Classic longitudinal fractures extend from the temporal squamosa along the roof of the EAC and petrous apex to the foramen lacerum, as depicted in the 1st image below. The fracture injures the tympanic membrane, facial canal, and middle ear, resulting in ossicular disruption and conductive hearing loss, as depicted in the 2nd image below. Because the otic capsule is made of dense bone, the fracture line often courses around this structure.

In contrast, transverse fractures extend from the jugular foramen in an anterolateral direction across the petrous pyramid ending at the foramen spinosum or foramen lacerum, as depicted in the 1st image below. In its course, the fracture line may traverse the otic capsule, resulting in sensorineural hearing loss, as depicted in the 2nd image below.

Attention must be paid to other life-threatening complications of trauma before intervention for facial nerve injury is started.

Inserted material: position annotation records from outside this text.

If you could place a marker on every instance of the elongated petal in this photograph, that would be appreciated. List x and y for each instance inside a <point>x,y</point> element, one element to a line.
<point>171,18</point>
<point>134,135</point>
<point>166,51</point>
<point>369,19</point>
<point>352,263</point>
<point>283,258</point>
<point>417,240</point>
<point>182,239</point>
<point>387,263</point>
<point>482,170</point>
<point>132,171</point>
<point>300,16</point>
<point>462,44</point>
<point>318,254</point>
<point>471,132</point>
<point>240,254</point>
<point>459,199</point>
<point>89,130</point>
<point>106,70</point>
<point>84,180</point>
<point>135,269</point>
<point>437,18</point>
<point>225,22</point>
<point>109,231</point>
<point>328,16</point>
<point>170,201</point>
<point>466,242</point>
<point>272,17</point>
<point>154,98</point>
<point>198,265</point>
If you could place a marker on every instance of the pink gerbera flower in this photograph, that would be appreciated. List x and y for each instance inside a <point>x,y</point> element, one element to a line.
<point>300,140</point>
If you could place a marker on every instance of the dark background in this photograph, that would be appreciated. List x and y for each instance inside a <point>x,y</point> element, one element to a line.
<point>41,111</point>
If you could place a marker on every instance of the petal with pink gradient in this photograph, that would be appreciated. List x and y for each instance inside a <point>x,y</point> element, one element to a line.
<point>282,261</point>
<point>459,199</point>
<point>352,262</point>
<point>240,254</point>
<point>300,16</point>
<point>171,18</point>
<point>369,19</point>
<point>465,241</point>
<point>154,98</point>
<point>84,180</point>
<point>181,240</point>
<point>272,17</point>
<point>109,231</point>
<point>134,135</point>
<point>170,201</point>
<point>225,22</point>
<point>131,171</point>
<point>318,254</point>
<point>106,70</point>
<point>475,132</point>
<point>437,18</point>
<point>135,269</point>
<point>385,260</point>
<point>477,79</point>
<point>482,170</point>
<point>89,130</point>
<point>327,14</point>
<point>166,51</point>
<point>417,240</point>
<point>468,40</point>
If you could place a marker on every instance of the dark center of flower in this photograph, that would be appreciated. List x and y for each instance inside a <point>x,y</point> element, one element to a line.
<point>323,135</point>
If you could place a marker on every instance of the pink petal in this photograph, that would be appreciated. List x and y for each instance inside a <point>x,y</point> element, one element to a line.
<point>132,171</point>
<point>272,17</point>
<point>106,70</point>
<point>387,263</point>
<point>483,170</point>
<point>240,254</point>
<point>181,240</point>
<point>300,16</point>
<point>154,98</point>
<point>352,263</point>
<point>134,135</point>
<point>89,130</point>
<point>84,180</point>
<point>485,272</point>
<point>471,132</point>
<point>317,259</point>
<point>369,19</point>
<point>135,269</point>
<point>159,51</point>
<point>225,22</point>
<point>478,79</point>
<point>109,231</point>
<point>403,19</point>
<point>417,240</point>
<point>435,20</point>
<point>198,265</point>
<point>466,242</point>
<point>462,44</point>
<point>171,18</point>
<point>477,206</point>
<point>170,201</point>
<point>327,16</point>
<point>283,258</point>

Patients without the poor prognostic factors (see Indications) have an excellent probability for good recovery. No data suggest that surgical intervention increases the likelihood of full recovery when the facial paralysis is delayed. Normal or near-normal facial function (ie, House-Brackmann grade I or II) can generally be expected in more than 90% of patients undergoing conservative treatment.

Moreover, a prospective study by Thakar et al found that even in the presence of unfavorable electrophysiologic characteristics, conservative treatment can successfully restore facial nerve function in patients with nondisplaced temporal bone fractures. Patients in the study, 26 out of 28 of whom had documented nondisplaced fractures and all of whom had a response to electroneurography [ENoG] of less than 5%, underwent 3 weeks of treatment with prednisolone, 1 mg/kg. Initial signs of clinical recovery were seen in all but one patient by 12 weeks and in 100% of patients by 20 weeks. By 40 weeks, House-Brackmann grade I/II facial nerve function had been achieved in 27 patients. ^[10]

Surgical intervention is not indicated in facial paralysis secondary to birth trauma or extracranial blunt trauma to the face. In both these instances, spontaneous and complete recovery is typical.